I'm sure there are more, but these are the ones that come to mind. I take my kids to see my PCP, because there's no pap-like stuff going on. I take them to the dentist, as they actually are able to help occupy them. I took them to my allergist appointment, where there (thankfully) were age-appropriate toys. There are very few things I do - or places I go - that don't occur without the children. Ask any stay-at-home mom, and you'll likely hear something similar.

So, where is this coming from? Well, the biggest problem I have is scheduling. My husband's schedule is one that is not friendly to me. Any appointments I have to make more than a couple of weeks in advance almost always need to be rescheduled because of some conflict with his work. It's because of this .. uncertainty ... that I take months to actually make most appointments. When things finally get to where I can't put it off anymore, I schedule. Prime examples:
  • I finally saw the eye doctor when I ran out of contact lenses.
  • Tooth pain has led to my scheduling a dentist appointment.
  • Needing a prescription refill led to my scheduling my annual.
That last - the dreaded annual - has been problematic. Because I waited too long to schedule, I had to wait two extra months for an appointment - which meant it was scheduled for April. But, my husband was gone for the month of April - because of work - so I had to reschedule. That meant another two months to wait. My appointment is within the next week or so, and suddenly my husband has a problem. How dare I schedule it for a Monday, when he has work stuff. Firstly, I told him back in April when it was scheduled for. Why didn't he say something then? I mean, really? I would've been annoyed, but much less so than I am now. Heck, now, I'm pissed. I will not bring these kids to my pap. No way in hell. He suggested I ask the neighbor to look after our kids - um, no. I don't want to do that to her. Her kid is going to summer school, so it's not like they'd have her to play with. I don't have much of a support system here, so I really have no one I can ask for help. This means I likely will have to wait another TWO months for my annual. At this point, I just want to get it over and done with!

Saturday, April 26, 2008

Me again

I hadn't intended to be away this long. Sorry. Although, I don't think anyone's even reading this so perhaps I'm only letting myself down! LOL Still, this can be therapeutic, so I really should do it more. Now to explain my absence.
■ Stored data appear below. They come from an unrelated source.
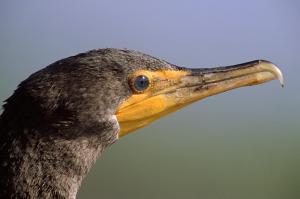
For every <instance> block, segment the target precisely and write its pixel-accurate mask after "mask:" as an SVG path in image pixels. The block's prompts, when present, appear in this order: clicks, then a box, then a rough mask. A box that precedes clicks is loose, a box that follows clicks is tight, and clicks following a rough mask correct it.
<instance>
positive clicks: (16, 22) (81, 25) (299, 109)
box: [0, 0, 300, 199]
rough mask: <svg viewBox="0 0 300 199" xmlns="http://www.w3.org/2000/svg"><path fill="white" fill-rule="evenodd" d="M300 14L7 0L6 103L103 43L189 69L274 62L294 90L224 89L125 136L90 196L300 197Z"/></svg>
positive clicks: (249, 2) (294, 10)
mask: <svg viewBox="0 0 300 199" xmlns="http://www.w3.org/2000/svg"><path fill="white" fill-rule="evenodd" d="M299 21H300V3H299V1H296V0H282V1H279V0H272V1H271V0H253V1H234V0H228V1H215V0H210V1H208V0H207V1H196V0H195V1H192V0H188V1H176V0H174V1H171V0H169V1H158V0H152V1H142V0H140V1H130V0H129V1H116V0H110V1H109V0H103V1H71V0H69V1H57V0H54V1H37V0H36V1H33V0H29V1H14V0H10V1H8V0H2V1H1V2H0V101H1V102H2V101H4V100H5V99H6V98H7V97H9V96H10V95H11V94H12V92H13V90H14V89H16V87H17V85H18V83H19V82H20V81H22V80H23V79H25V78H26V77H28V75H30V74H31V73H33V72H35V71H36V70H39V69H41V68H43V67H45V66H47V65H48V64H50V63H52V62H54V61H56V60H58V59H61V58H64V57H67V56H71V55H74V54H77V53H79V52H83V51H87V50H90V49H94V48H105V47H116V48H129V49H134V50H139V51H142V52H145V53H148V54H151V55H153V56H156V57H159V58H162V59H165V60H167V61H169V62H171V63H174V64H177V65H181V66H187V67H209V66H219V65H230V64H237V63H241V62H246V61H250V60H253V59H258V58H262V59H267V60H270V61H272V62H274V63H276V64H277V65H278V66H279V67H280V68H281V69H282V72H283V74H284V76H285V82H286V86H285V88H284V89H281V88H280V86H279V83H278V82H270V83H267V84H264V85H260V86H255V87H249V88H243V89H238V90H234V91H231V92H228V93H224V94H220V95H218V96H214V97H211V98H207V99H205V100H203V101H201V102H198V103H195V104H193V105H191V106H189V107H187V108H185V109H183V110H181V111H179V112H176V113H175V114H172V115H170V116H168V117H165V118H162V119H161V120H159V121H157V122H155V123H153V124H152V125H150V126H148V127H146V128H144V129H141V130H138V131H137V132H136V133H133V134H130V135H128V136H126V137H124V138H122V139H120V140H119V141H118V142H117V143H116V144H114V145H113V146H112V147H110V148H109V149H107V150H106V152H105V153H104V154H103V156H102V157H101V158H100V159H99V160H98V161H97V163H96V164H95V166H94V167H93V168H92V170H91V172H90V173H89V174H88V177H87V178H86V179H85V180H84V182H83V184H82V187H81V189H80V192H79V194H78V198H99V197H102V198H131V199H132V198H144V199H148V198H149V199H150V198H151V199H152V198H172V199H176V198H205V199H210V198H211V199H214V198H218V199H219V198H228V199H234V198H236V199H238V198H243V199H247V198H249V199H250V198H256V199H260V198H261V199H276V198H278V199H279V198H288V199H290V198H293V199H296V198H300V169H299V168H300V144H299V143H300V117H299V116H300V106H299V105H300V94H299V85H300V80H299V72H300V68H299V63H300V54H299V52H300V39H299V35H300V25H299V24H300V23H299Z"/></svg>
It's been a helluva couple of weeks. This past week I've been spending most of my time (when the kids allow, of course) helping a dear friend of mine launch a new Web site. It's phpBB based like mine is, so I've done most of the modifications and stuff. That has been fun - I like doing stuff like that. (Yes, I know, I'm a nerd! LOL) I've even taken a bit of a hiatus from my own site in my efforts to help her get things up and running. I let my Staff know, as I felt they should be aware of my whereabouts. The good thing is I have good people on my site, and me being gone (or in much less than usual) for a while isn't going to cause it to fall apart. I tried to get on a minimum of once per day. I must've done pretty well, as no one seemed to notice my absence.
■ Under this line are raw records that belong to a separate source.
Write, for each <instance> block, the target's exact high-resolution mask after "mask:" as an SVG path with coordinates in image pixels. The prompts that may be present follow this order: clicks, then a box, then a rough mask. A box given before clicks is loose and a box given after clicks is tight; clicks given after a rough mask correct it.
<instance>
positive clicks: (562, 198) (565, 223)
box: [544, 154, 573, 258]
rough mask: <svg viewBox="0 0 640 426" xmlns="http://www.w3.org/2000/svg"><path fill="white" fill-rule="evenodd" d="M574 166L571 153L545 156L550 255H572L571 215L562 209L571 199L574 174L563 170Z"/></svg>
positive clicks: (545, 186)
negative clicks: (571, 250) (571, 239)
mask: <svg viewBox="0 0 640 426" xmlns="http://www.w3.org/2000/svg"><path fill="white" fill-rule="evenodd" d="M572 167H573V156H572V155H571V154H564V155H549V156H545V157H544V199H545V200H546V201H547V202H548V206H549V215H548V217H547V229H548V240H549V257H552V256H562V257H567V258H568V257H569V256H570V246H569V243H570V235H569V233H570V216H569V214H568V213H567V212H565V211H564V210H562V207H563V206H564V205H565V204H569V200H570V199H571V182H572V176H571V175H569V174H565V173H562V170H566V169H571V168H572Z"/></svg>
I have since been made one of four Admin on my friend's site. I haven't let anyone on my site know that yet. Do I have to? I don't think it's a conflict of interests. My site is for Christian women; the new site is for moms. We aren't what some would call "competitors" or anything. Plus, I'm one of FOUR Admin there, all of which can do techie stuff. I might say something at least to my staff. But, I don't want to cause any drama. I know one of my staff members is on the new site, and so far she hasn't said anything about it to me. (If anyone DOES read this and you happen to be on my site, please comment here to let me know your thoughts.)

Well, laundry beckons. So, I must go for now.